Der heutige Predigttext steht im ersten Kapitel des Epheserbriefes.
Der Apostel Paulus schreibt an die junge, christliche Gemeinde in Ephesus.
Persönlich kennt er die Christen dort nicht. Er hat sie noch nicht
besucht. Er weiß von ihnen nur aus Erzählungen. In nächster
Zeit wird er sie auch nicht besuchen können, denn er sitzt im Gefängnis.
Trotz seiner schwierigen Lage und der großen Entfernung möchte
er die Christen in Ephesus ermutigen und im Glauben stärken. Er
wählt große Worte. Und diese Worte fügt er zusammen
zu einem einzigen kunstvoll verschlungenen Satz.
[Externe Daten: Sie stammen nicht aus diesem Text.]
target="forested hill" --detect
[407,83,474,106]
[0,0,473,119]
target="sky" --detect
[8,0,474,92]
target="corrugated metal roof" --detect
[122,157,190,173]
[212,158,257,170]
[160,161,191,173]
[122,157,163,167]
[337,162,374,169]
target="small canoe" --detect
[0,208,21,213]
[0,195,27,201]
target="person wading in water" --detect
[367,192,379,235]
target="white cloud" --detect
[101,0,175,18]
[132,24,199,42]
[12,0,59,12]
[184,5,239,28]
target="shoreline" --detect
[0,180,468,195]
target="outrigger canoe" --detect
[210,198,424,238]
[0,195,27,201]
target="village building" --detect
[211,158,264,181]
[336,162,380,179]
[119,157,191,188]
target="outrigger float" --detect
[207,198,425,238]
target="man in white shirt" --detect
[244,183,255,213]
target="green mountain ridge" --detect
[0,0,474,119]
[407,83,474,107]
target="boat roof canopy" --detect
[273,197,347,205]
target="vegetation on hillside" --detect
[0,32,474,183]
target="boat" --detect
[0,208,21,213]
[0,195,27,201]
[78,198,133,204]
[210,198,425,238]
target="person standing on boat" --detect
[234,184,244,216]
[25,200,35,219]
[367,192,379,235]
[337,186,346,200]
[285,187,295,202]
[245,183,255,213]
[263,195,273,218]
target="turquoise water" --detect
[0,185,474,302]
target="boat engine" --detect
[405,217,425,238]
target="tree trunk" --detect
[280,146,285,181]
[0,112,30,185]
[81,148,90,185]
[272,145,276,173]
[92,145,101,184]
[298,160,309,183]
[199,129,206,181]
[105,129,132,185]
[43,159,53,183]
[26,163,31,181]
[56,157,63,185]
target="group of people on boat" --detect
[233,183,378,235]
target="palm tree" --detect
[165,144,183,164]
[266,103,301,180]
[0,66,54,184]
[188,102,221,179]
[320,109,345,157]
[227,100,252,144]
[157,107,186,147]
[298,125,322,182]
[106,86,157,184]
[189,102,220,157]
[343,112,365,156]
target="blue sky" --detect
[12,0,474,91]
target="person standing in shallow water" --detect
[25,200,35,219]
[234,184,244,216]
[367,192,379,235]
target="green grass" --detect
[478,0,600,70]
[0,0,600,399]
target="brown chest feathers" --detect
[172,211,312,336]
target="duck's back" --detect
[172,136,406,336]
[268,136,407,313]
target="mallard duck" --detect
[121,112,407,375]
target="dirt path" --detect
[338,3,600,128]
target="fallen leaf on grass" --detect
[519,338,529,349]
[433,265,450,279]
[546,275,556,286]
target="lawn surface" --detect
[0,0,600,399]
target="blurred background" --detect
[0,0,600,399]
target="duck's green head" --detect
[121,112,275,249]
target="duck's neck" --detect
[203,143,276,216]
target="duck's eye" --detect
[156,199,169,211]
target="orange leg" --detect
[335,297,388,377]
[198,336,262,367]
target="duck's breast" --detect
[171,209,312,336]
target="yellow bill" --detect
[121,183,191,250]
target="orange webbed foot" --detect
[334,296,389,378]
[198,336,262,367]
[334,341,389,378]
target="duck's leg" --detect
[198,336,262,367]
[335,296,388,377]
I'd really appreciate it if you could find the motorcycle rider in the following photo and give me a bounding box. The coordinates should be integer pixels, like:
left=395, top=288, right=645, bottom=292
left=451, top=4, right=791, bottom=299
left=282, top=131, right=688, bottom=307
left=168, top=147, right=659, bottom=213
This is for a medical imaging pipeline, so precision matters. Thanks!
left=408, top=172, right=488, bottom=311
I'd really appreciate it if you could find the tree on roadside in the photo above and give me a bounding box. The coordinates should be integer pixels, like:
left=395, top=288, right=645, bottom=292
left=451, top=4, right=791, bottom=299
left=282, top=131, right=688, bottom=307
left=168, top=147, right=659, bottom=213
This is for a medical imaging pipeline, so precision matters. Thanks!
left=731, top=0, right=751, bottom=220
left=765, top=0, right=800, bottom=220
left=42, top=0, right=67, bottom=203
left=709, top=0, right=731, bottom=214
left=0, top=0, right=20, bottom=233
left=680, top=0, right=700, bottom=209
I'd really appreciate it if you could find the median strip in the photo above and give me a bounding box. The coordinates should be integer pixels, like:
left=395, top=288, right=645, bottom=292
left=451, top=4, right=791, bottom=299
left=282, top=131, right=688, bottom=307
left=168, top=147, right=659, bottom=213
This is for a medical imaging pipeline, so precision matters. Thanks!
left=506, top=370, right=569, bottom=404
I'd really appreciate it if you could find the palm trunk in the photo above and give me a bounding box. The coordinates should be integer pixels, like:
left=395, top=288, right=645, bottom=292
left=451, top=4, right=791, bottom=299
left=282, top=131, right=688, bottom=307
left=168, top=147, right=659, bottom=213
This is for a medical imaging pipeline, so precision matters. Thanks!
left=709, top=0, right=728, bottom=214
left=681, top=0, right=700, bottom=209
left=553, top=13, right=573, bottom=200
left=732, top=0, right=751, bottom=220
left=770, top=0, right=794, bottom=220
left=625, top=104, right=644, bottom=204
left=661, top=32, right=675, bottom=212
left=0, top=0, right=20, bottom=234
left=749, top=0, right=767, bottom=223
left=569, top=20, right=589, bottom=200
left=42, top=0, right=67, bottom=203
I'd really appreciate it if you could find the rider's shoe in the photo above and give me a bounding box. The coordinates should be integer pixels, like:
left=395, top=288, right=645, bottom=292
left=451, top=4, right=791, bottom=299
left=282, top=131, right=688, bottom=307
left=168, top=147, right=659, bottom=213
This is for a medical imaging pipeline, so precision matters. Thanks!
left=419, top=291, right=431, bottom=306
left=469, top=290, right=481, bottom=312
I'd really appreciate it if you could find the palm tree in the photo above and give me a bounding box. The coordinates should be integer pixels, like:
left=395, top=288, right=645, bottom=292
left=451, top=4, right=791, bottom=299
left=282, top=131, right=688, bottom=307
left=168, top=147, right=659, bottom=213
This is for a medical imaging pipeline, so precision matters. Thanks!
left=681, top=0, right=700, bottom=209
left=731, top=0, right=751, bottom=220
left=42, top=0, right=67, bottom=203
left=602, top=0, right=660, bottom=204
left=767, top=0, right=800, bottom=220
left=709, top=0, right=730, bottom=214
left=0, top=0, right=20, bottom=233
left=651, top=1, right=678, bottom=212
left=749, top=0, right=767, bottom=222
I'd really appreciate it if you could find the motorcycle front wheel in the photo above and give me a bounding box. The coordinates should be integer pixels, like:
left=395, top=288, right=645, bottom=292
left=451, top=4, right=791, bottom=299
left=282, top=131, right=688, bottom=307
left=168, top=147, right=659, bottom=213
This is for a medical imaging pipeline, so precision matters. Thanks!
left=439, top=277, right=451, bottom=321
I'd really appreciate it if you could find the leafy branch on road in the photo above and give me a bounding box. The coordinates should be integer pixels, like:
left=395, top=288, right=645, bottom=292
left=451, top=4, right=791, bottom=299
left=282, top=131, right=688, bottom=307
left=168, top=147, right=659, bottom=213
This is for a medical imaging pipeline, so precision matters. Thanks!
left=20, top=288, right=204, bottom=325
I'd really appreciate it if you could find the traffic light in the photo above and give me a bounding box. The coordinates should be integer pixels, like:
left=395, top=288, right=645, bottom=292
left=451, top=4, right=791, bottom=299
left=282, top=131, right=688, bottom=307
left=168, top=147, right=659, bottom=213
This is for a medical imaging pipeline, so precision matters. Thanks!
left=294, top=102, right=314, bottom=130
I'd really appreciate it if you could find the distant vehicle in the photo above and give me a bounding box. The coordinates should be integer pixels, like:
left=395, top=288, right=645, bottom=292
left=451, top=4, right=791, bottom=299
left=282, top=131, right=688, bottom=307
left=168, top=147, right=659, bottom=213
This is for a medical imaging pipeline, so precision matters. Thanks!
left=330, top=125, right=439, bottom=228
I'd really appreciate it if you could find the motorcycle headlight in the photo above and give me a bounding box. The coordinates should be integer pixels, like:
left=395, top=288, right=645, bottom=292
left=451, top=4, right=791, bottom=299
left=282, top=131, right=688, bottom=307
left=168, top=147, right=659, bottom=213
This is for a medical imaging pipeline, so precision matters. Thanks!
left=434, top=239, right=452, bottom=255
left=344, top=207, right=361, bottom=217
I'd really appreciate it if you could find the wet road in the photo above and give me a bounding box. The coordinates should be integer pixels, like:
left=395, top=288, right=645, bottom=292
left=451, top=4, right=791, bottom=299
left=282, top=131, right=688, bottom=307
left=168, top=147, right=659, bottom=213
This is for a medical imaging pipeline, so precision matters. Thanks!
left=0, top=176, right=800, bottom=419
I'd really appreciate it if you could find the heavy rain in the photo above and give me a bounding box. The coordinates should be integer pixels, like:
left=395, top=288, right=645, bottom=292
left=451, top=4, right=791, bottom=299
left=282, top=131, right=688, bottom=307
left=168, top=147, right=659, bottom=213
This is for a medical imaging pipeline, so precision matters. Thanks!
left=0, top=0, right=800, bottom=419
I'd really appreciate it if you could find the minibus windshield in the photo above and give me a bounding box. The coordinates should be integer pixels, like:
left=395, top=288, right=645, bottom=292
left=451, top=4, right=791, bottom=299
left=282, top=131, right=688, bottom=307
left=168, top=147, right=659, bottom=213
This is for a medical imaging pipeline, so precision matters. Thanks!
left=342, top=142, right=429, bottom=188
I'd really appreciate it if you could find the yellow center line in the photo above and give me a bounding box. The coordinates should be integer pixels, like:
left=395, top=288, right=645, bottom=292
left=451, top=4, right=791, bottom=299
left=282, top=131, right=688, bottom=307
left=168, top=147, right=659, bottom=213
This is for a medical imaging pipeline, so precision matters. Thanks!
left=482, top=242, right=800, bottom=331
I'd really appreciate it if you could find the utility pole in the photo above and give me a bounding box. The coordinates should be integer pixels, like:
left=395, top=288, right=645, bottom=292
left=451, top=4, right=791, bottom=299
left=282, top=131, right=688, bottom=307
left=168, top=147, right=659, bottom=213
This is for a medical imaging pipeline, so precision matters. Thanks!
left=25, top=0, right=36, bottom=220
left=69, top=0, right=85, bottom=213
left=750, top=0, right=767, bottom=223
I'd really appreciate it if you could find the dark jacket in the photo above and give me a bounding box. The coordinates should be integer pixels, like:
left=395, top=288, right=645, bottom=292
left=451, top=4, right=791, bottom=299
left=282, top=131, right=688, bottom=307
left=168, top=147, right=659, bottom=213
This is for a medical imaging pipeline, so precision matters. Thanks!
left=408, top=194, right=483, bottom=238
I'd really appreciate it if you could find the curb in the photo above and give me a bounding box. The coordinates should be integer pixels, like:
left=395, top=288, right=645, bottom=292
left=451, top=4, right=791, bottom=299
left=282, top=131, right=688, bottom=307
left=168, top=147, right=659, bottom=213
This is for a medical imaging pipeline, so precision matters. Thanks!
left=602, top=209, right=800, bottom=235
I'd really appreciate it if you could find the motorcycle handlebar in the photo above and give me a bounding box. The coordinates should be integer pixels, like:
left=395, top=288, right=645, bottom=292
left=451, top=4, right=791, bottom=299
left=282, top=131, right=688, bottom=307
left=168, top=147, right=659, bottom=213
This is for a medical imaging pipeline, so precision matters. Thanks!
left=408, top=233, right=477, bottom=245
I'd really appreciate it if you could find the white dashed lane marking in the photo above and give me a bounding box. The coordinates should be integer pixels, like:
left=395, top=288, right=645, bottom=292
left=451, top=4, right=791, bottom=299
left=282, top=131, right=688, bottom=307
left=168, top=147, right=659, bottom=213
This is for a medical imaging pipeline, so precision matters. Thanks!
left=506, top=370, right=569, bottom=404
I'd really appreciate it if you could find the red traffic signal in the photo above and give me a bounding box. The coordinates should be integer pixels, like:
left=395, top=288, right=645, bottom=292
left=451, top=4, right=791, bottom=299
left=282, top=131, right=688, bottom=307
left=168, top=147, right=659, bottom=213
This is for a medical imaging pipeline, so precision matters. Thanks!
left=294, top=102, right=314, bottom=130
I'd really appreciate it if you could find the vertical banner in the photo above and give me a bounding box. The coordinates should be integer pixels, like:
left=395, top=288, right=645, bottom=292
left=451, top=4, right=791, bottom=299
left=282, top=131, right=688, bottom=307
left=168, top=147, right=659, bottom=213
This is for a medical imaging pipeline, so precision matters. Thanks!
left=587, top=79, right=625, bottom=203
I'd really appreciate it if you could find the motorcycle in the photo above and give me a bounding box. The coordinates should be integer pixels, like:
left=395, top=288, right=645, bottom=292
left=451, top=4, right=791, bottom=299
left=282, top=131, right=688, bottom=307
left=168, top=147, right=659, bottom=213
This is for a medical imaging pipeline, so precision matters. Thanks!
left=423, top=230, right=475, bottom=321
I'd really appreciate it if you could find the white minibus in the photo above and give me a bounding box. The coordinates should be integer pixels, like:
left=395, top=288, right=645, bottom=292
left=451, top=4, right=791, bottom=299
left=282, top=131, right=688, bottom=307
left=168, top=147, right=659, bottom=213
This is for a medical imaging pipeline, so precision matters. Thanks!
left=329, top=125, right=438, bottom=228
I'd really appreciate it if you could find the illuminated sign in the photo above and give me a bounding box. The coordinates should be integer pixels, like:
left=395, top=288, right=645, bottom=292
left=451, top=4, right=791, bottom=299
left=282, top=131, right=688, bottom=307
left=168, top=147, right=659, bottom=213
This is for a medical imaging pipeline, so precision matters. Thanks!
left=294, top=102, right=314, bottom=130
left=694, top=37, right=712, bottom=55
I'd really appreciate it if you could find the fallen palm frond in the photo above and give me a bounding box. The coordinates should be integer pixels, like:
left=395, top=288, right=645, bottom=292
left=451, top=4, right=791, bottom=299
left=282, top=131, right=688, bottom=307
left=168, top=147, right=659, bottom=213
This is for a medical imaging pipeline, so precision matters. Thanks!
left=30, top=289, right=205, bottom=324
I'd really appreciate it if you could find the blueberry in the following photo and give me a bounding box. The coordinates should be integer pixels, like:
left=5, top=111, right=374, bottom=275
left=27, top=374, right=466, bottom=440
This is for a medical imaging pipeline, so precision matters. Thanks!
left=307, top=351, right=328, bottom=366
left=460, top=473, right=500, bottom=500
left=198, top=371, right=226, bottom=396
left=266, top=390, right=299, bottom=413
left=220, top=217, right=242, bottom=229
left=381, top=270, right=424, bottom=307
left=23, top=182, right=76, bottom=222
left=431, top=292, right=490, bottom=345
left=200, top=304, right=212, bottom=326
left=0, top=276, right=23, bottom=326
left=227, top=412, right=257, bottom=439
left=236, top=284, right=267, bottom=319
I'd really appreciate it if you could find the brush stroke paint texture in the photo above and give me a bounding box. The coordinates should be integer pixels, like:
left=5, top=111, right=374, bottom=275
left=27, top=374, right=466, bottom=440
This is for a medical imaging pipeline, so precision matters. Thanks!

Dieser Satz ist unser heutiges Evangelium. In der deutschen Übersetzung
hat man aus dem einen griechischen Satz mehrere Sätze gemacht,
damit wir ihn besser verstehen.
15-16: "Ich höre nicht auf, für euch zu danken, wenn
ich in meinen Gebeten an euch denke. Denn ich habe von eurem Glauben
an Jesus, den Herrn, und von eurer Liebe zu allen Heiligen gehört.
17: Der Gott Jesu Christi, unseres Herrn, der Vater der Herrlichkeit,
gebe euch den Geist der Weisheit und Offenbarung, damit ihr ihn erkennt.
18-19: Er erleuchte die Augen eures Herzens, damit ihr versteht,
- zu welcher Hoffnung ihr durch ihn berufen seid,
- welchen Reichtum die Herrlichkeit seines Erbes den Heiligen schenkt,
- und wie überragend groß seine Macht sich an uns, den Gläubigen,
erweist durch das Wirken seiner Kraft und Stärke.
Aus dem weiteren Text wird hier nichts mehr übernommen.